GPT-3 models were deterministic. You put in the same input, you get exactly the same embeddings and exactly the same logit values and logprobs every time. So it is not a “transformer architecture” issue.
Math is math, and barring computational error in the processor, those bits get combined in the same way every time regardless of how complex the underlying processes are.

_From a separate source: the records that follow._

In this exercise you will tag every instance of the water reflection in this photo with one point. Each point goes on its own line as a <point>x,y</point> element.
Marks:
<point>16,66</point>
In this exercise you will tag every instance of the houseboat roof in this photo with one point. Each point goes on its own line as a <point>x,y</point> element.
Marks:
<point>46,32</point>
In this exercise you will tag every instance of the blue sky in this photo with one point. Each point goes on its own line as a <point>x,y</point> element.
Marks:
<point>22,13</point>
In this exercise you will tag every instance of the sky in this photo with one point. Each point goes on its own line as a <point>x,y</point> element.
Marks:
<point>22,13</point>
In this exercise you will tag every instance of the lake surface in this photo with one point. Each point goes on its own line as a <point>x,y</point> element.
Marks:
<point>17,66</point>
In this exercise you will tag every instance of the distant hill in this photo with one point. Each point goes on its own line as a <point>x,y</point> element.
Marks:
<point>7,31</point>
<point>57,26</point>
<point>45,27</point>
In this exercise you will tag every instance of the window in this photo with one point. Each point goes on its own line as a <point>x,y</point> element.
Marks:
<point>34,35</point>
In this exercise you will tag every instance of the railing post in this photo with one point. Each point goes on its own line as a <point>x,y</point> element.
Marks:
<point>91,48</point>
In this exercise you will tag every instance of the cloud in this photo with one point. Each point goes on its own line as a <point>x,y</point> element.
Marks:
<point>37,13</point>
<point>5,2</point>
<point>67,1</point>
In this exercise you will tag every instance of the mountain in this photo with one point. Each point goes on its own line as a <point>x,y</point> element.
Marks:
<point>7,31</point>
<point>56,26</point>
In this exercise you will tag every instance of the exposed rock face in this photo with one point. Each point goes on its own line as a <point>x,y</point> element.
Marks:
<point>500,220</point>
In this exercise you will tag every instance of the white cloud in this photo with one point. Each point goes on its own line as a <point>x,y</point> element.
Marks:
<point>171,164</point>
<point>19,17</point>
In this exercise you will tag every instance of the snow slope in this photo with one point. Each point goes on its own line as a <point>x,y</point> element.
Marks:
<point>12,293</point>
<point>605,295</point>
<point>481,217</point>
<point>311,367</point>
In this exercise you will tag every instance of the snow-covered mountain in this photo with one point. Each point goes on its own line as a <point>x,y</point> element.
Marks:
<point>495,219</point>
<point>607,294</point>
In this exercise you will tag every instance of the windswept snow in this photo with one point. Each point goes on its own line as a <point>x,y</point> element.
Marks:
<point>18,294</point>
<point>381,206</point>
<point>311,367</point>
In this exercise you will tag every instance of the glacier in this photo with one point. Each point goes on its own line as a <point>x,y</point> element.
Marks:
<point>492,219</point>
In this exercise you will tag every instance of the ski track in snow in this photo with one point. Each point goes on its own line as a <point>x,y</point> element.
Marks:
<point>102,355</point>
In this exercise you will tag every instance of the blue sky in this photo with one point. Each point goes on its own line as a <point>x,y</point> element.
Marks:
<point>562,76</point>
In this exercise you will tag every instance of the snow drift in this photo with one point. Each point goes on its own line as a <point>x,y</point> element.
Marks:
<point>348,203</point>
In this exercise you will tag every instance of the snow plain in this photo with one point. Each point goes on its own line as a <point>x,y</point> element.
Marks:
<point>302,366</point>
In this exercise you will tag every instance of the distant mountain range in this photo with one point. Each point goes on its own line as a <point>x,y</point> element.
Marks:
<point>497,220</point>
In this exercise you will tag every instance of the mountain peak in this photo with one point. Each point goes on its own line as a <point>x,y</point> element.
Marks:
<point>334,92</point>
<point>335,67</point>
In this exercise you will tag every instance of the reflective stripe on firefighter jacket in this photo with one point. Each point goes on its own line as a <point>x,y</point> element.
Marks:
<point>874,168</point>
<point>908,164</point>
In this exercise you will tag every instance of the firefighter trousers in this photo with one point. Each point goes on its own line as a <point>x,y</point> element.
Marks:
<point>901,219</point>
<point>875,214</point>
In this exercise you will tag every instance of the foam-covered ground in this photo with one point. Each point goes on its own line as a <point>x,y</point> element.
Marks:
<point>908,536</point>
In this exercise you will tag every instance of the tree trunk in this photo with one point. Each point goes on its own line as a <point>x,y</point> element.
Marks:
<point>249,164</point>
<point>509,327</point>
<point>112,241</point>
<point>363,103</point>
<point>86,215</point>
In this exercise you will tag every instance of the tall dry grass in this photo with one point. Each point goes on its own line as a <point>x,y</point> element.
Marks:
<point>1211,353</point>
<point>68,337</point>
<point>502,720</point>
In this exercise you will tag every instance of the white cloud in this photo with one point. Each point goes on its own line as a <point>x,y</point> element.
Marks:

All OpenAI models now available are indeed non-deterministic. We don’t know why. Did they turn off ECC in the GPU for efficiency? A non homogeneous mix of hardware pool. Do they purposely “selective availability” the outputs so that you can’t make stateful inspections of the underlying mechanisms? Whatever it is, you run 20 of the same embeddings or 20 of the same chat completions, you get different vectors and different logprobs almost every time, often resulting in position-switching of ranked tokens and ranked semantic search.
That fingerprint changing indicates you’re going to get different results - they added training, reweighting, or inference architecture changes, so it is essentially like pointing your job at a different model, with no changelog.
The seed is part of the sampling that comes after logit calculation and softmax, which is meant to be random. You can ask the AI to roll 1d20 at temperature 1.5, and every call gets you different results because of the random token selection from all possible. Set the seed the same and you’d always get the same result back - except for the previously described issue that reduces the quality of the token mass that is an input to the sampler.